お金の知識

【金銭トラブル対策】借用書の正しい書き方知っていますか?

こんにちは、マネ子です

今回のテーマは「借用書の書き方」

借用書とは、お金やモノを借りたことを証明する書類のことで、いくら借りたのか(借用金額)・いつまでに返すのか(返済期限)などが明記されています。

借用書があれば「◯月◯日までに返済する約束だった!」「いや知らない!そんな約束はしていない」といったトラブルを未然に防止することが期待できますよね。

そこで本記事では、借用書の正しい書き方についてお伝えしていきたいと思います。

個人間でお金を貸し借りする際は、後々トラブルにならないよう対策を立てておきましょう!

借用書に法的強制力はない

借用書とは、お金やモノを借りたことを証明する書類のこと。

借りた金額(モノ)や返済期限を明記しておくことで、貸し借りにまつわるトラブルを未然に防ぐ効果があります。
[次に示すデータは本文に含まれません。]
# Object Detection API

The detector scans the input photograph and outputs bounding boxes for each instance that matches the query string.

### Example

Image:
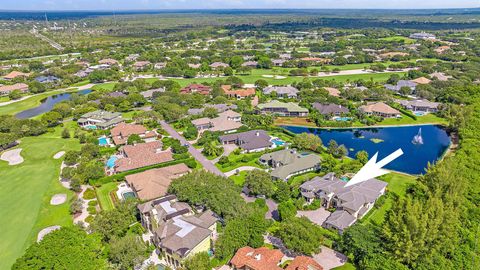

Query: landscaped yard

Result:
[0,128,80,269]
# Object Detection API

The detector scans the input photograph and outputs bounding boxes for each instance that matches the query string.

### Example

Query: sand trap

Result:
[53,151,65,159]
[50,194,67,205]
[37,225,60,243]
[0,148,23,165]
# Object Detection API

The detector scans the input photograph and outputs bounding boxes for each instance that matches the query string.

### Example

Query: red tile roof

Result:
[285,256,323,270]
[230,247,283,270]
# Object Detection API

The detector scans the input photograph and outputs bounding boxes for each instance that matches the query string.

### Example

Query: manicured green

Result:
[0,128,80,269]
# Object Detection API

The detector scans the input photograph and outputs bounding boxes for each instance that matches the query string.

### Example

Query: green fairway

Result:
[0,128,80,269]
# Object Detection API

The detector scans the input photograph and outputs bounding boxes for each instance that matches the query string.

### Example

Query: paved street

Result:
[160,121,225,176]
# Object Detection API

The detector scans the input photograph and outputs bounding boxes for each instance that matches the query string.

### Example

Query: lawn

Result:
[96,182,118,210]
[0,128,80,269]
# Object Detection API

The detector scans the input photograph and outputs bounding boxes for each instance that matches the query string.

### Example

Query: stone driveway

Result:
[313,246,347,270]
[297,207,331,226]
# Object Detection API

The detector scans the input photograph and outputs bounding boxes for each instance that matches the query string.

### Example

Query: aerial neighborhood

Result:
[0,7,480,270]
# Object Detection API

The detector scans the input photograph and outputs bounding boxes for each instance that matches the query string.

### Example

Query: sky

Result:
[0,0,480,10]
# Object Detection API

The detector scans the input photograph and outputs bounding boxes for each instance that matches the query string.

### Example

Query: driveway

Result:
[160,121,225,176]
[313,246,347,270]
[297,207,331,226]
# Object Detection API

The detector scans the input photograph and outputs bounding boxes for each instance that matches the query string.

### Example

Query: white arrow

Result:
[345,148,403,187]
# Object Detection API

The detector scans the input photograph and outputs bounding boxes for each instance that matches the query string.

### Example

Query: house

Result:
[210,62,229,69]
[3,71,30,80]
[125,163,190,201]
[384,80,417,93]
[411,77,432,84]
[133,61,152,70]
[140,88,165,100]
[257,100,308,117]
[410,32,437,40]
[262,86,300,98]
[312,102,350,116]
[180,84,212,95]
[300,173,387,232]
[192,110,242,133]
[285,256,323,270]
[0,83,28,96]
[113,141,173,172]
[77,110,125,129]
[137,195,217,269]
[260,149,321,180]
[323,87,340,97]
[110,123,158,145]
[230,246,284,270]
[397,99,440,113]
[219,130,275,153]
[222,85,256,99]
[358,102,401,118]
[187,104,238,115]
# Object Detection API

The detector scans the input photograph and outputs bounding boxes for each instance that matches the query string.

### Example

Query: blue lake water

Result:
[283,125,450,174]
[15,89,92,119]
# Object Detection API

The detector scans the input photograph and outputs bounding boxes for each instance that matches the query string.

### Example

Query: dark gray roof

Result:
[312,102,350,114]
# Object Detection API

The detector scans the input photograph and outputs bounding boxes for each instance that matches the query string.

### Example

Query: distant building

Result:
[257,100,308,117]
[77,111,125,129]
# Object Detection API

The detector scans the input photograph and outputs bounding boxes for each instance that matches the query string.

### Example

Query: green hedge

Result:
[89,158,195,187]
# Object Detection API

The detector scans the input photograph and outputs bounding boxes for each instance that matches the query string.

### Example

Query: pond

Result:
[283,125,450,174]
[15,89,92,119]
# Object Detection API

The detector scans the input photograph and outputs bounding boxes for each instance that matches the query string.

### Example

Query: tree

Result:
[355,150,368,165]
[293,132,322,152]
[184,252,212,270]
[274,217,323,255]
[12,227,107,270]
[245,170,274,197]
[108,234,147,270]
[62,128,70,139]
[278,201,297,221]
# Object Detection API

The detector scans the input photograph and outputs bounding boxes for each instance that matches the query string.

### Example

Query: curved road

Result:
[160,121,225,177]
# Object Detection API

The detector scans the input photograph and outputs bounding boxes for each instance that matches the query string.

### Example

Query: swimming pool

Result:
[98,137,108,146]
[106,156,118,169]
[272,138,285,146]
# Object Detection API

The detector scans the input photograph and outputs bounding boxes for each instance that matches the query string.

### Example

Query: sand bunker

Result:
[53,151,65,159]
[37,225,60,243]
[0,148,23,165]
[50,194,67,205]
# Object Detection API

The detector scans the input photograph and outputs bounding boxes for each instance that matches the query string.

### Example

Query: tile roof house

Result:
[230,247,284,270]
[137,195,217,268]
[113,141,173,172]
[0,83,28,96]
[358,102,401,118]
[300,173,387,232]
[222,85,255,99]
[3,71,30,80]
[262,86,300,98]
[397,99,440,112]
[285,256,323,270]
[219,130,275,153]
[180,84,212,95]
[77,110,125,129]
[257,100,308,117]
[125,163,190,201]
[312,102,350,116]
[110,123,158,145]
[260,149,321,180]
[192,110,242,132]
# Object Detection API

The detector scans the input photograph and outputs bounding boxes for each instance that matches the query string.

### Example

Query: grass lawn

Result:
[96,182,118,210]
[0,128,80,269]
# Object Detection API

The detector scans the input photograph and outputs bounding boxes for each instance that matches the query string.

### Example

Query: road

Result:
[160,121,225,176]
当事者間の認識のズレを埋めることも期待できるでしょう。

ただ、借用書はあくまで内容を記録しておくためのものですので、法的強制力はありません!

「法的強制力がない」とは具体的にどういうことかと言うと、もし約束が破られたとしても、強制的にお金を回収したり、財産を差し押さえたりといった行動に出られないということを意味します。

当事者間の話し合いで決着がつかなければ、裁判所に訴えて裁判に勝つ必要があります!

しかも、裁判に勝ったからと言って必ずしも期待どおりに回収できるとは限りません。

お金を貸した相手が破産してしまうことも考えられますし、裁判にかかる費用を差し引いたら結局マイナスになってしまった……ということも考えられるからです。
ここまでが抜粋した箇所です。